{Around the arch just above the clock:}
Dedicated to the employees of the Company who fell in the war.
{On the stone medallions above:}
Belgium, Italy, Dardenelles, France, Egypt, Mesopotamia, North Sea
From the Waterloo station web site: "Waterloo is the UK's largest station, covering an area of 24.5 acres. One of its most notable features is the Victory Arch, built of Portland Stone. This commemorates the London and South Western and the Southern Railway men who gave their lives in the First and Second World Wars."
Ornamental Passions has examined all the sculpture that makes up this memorial, and it's there we learn that it "was commissioned from the firm of Brindley and Farmer and may have been carved by Charles Whiffen." British Listed Buildings is more certain: "The sculptor was the otherwise little known Charles Whiffen. The special significance of the monument within the post-First World War genre is that the LSWR staff themselves were, uniquely, consulted on its design."

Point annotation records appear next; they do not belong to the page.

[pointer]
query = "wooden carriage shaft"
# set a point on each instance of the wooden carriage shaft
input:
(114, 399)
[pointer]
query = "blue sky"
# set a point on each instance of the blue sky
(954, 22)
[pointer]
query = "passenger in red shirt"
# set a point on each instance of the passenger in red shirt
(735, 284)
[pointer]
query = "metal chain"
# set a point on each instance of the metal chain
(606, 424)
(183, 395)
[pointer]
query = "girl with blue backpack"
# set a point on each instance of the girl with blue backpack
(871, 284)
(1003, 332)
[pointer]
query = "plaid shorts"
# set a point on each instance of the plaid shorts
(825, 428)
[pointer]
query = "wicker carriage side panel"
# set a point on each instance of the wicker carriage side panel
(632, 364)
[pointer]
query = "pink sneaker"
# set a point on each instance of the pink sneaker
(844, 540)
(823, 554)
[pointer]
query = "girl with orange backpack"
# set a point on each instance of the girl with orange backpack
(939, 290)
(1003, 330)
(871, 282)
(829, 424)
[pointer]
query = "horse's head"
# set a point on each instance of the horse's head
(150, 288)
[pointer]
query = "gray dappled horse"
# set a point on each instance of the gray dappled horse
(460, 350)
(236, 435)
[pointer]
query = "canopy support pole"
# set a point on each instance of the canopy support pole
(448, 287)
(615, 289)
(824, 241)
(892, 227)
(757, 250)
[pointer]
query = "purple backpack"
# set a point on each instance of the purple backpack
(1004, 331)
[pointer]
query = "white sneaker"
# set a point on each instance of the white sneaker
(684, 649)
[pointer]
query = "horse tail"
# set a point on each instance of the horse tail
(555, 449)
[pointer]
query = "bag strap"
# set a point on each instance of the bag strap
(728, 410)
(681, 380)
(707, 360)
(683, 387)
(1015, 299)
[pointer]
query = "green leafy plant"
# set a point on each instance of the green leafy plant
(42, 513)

Site: Waterloo Station Victory Arch & plaques (4 memorials)
SE1, Waterloo Station
Constructed 1907-22. The long station front was designed in phases by James Robb Scott. Only the Victory Arch is listed. At one time this building must have looked quite good, but now the ghastly surroundings have pretty well defeated it. View from the Mirror has an excellent post on the creation of Waterloo station as a more central terminus, an extension from Nine Elms, and another, more about this Victory Arch.
Enter the station via this arch and at the top of the steps you pass through a large entrance lobby containing all the plaques listed here, for WW1, WW2 and the D-Day 50th anniversary.
Bonus fact: Waterloo Station is named after the bridge, which was opened in 1817, 2 years after the battle.